Membahas kembali tentang pendidikan tinggi, Dr. Setia Budi Sasongko menyatakan bahwa pada era revolusi industri 4.0 ini, sudah berlaku networking untuk semua aspek atau tingkat tanpa ada sekat ruang dan waktu. Terhubungnya antar pihak tanpa terhalang sekat ruang dan waktu menuntut mahasiswa saat ini untuk menguasai berbagai soft skill yang mendukung keluwesan gerak dan kerja mereka setelah lulus nanti. Revolusi industry ini, yang mulai masuk fase 5.0, juga memantik adanya percampuran metode belajar daring dan luring (blended learning). Menurut beliau, desain atau rancangan pendidikan semacam ini sudah sejak 2016-2017, namun adanya pandemi jadi mempercepat berlangsungnya blended learning ini mulai tahun 2020.

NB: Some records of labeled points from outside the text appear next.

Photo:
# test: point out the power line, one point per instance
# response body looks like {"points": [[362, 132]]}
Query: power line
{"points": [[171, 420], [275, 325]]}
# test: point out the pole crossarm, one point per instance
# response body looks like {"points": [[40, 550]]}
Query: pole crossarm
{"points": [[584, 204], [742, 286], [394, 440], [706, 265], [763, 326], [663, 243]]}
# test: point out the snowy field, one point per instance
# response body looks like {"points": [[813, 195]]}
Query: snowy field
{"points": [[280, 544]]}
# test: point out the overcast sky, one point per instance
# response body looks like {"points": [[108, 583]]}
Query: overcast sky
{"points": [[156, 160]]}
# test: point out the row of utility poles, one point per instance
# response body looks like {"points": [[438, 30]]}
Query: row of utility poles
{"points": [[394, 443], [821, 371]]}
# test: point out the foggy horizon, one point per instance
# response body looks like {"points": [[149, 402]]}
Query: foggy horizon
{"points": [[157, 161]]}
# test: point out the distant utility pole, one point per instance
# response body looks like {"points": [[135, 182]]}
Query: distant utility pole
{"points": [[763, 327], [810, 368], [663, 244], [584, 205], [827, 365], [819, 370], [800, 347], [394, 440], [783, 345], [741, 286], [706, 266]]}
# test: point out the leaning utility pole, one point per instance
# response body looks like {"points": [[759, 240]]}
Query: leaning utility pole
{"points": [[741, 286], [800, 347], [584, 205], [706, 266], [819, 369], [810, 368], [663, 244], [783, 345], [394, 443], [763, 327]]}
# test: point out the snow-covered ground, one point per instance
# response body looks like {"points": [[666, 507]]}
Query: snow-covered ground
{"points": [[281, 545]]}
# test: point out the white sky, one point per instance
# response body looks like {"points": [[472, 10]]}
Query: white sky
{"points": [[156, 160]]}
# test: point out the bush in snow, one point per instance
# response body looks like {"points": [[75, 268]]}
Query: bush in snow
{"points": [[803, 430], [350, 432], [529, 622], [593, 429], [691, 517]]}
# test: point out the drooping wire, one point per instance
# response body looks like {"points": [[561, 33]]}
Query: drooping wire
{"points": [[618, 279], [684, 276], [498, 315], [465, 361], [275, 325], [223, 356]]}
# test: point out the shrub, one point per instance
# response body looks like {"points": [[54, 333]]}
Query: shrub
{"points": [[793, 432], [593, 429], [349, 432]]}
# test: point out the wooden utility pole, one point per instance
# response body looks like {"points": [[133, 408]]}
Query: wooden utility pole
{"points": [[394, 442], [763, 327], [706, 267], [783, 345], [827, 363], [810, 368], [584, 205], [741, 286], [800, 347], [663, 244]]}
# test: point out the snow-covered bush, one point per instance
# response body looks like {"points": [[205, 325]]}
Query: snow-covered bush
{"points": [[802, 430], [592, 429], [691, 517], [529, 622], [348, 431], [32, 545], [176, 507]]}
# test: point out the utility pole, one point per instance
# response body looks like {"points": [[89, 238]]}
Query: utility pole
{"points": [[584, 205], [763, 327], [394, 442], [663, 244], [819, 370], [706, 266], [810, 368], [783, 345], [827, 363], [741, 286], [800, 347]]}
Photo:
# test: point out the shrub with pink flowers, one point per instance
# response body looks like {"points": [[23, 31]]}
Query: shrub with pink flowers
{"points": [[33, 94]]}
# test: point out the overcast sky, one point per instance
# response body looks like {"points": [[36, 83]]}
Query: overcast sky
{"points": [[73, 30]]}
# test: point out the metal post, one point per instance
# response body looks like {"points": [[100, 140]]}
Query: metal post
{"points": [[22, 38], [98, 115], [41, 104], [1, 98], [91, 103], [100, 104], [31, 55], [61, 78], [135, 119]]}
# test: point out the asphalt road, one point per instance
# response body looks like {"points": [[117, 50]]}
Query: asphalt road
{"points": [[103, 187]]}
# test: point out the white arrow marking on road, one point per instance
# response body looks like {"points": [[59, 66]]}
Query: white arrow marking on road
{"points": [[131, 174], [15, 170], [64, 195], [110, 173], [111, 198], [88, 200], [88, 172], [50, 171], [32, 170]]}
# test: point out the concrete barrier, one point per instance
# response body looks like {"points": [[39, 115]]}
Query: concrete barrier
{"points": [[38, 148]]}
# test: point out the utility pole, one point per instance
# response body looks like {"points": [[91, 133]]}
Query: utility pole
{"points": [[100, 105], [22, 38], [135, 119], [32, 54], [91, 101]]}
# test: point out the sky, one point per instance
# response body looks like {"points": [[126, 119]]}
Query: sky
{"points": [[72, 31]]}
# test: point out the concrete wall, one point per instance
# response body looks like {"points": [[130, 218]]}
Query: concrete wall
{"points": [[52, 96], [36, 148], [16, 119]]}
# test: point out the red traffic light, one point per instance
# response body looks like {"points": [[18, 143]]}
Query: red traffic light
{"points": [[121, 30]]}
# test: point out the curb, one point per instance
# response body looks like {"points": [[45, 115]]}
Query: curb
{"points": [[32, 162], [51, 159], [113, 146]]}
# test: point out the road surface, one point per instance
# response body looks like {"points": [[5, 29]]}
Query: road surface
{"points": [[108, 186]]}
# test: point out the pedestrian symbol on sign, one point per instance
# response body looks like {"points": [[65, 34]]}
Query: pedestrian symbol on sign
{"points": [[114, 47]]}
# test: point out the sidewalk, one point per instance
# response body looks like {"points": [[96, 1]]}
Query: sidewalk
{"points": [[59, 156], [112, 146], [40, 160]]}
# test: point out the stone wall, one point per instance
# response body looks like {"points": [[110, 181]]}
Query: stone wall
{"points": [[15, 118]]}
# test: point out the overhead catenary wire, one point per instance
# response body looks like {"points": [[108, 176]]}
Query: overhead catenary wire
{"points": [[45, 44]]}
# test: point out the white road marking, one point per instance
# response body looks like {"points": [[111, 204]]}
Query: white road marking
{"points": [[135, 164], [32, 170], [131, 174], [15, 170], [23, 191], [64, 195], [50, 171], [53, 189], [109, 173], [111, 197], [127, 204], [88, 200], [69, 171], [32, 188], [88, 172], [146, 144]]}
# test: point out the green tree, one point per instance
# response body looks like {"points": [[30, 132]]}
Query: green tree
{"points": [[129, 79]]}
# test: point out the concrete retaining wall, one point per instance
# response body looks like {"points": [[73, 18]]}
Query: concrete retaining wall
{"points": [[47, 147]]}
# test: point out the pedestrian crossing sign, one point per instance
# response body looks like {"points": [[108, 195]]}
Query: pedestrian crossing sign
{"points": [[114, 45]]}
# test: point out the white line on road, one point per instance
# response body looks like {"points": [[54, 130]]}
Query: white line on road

Dr. Budi juga menjelaskan bahwa LP2MP Undip sebagai salah satu lembaga yang tugasnya adalah menjamin proses pembelajaran yang diselenggarakan menggunakan metode Student Centered Learning (SCL). Melalui metode SCL ini, nantinya lulusan Undip akan disiapkan jadi job seeker atau job creator, sesuai kemampuan dan minat mereka. Lulusan Undip harus menguasai COMPLETE (COMmunication, Professionalism, Leadership, Entrepreneur, Thinker). Dengan bekal COMPLETE ini, diharapkan lulusan Undip akan mampu berkompetisi secara sehat di bidang pekerjaan yang mereka tekuni hingga mencapai keberhasilan yang dicitakan. Beliau juga menerangkan bahwa Undip menyediakan dua jalur pendidikan yang bisa dipilih calon mahasiswa, yaitu bidang ilmu murni dan ilmu terapan (vokasi). Dalam lingkup ilmu murni, mahasiswa akan diajari untuk mengembangkan ilmu pengetahuan dengan proses pembelajaran critical thinking, sehingga lulusan siap menjadi akademisi atau ilmuwan. Sedangkan dalam lingkup vokasi, mahasiswa akan dibimbing untuk mengembangkan penerapan ilmu pada kehidupan masyarakat dengan proses pembelajaran creative thinking.

Sebagai penutup dari gelar wicara ini, kedua narasumber berpesan bagi generasi muda agar terus berkreasi sekreatif mungkin tanpa henti untuk mengembangkan inovasi teknologi yang bermanfaat bagi masyarakat luas. Kemampuan IQ atau kognitif, juga harus diimbangi dengan kemampuan afektif berupa SQ dan EQ agar mahasiswa Undip menjadi lulusan yang COMPLETE.